Discussion
Results
The multivariate maps I have produced incorporate all the elements of this project into three groups. For single mothers, population below the poverty line, and African-Americans, I positioned the risk-adjusted nearest neighbour ellipses with the GWR results over top of the DK surface. By doing so it becomes easy to identify areas where a concentration of the demographics may be influencing the frequency of foreclosures (red ellipses) that intersect with areas of potentially low and high probability of foreclosure. On my maps I have incorporated areas of interest where these instances occur.

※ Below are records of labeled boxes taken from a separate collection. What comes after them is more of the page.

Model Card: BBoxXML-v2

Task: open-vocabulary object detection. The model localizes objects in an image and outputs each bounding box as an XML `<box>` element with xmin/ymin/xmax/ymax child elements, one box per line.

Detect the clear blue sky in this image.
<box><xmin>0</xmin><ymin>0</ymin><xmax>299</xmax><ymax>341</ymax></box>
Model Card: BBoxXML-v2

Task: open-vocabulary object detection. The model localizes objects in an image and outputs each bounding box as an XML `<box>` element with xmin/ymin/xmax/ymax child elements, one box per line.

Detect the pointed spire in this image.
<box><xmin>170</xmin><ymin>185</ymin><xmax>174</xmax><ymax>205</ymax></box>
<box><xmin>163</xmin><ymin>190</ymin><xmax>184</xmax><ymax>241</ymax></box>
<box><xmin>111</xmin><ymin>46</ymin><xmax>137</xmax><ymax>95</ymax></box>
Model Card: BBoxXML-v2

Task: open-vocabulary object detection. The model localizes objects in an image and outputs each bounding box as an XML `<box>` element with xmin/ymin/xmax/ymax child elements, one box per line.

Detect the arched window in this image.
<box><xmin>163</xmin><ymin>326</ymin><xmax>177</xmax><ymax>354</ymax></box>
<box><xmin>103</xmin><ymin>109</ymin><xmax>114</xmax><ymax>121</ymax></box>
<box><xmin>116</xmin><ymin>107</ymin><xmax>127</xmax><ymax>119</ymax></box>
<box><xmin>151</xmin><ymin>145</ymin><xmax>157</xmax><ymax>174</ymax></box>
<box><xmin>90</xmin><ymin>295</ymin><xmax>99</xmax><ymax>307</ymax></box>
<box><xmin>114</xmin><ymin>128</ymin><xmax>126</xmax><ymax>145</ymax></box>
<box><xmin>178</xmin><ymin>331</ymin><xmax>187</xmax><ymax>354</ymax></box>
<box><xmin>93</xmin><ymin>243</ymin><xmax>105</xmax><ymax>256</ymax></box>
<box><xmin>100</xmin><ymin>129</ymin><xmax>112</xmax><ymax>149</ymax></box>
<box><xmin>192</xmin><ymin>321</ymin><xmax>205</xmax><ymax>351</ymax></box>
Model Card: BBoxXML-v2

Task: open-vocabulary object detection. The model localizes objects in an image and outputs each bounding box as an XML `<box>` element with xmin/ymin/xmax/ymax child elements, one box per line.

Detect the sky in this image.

Important note: areas of ‘low probability of foreclosures’ may still have significantly high foreclosure values. Instead this layer should be interpreted as areas where a demographic seems to have influenced foreclosures normalized by the actual demographic makeup of that area. For instance, red areas signify where there are low levels of single mothers, but those single mothers seem to be influencing the frequency of foreclosure.
See these maps below.
Discussion
Throughout my analysis and by creating the above maps, I can make three general conclusions:
- The groups examined that are most at risk appear to be single mothers, those below the poverty line, and African-Americans.
- There is considerable spatial variation in high probability of foreclosure areas for single mothers and individuals below the poverty line.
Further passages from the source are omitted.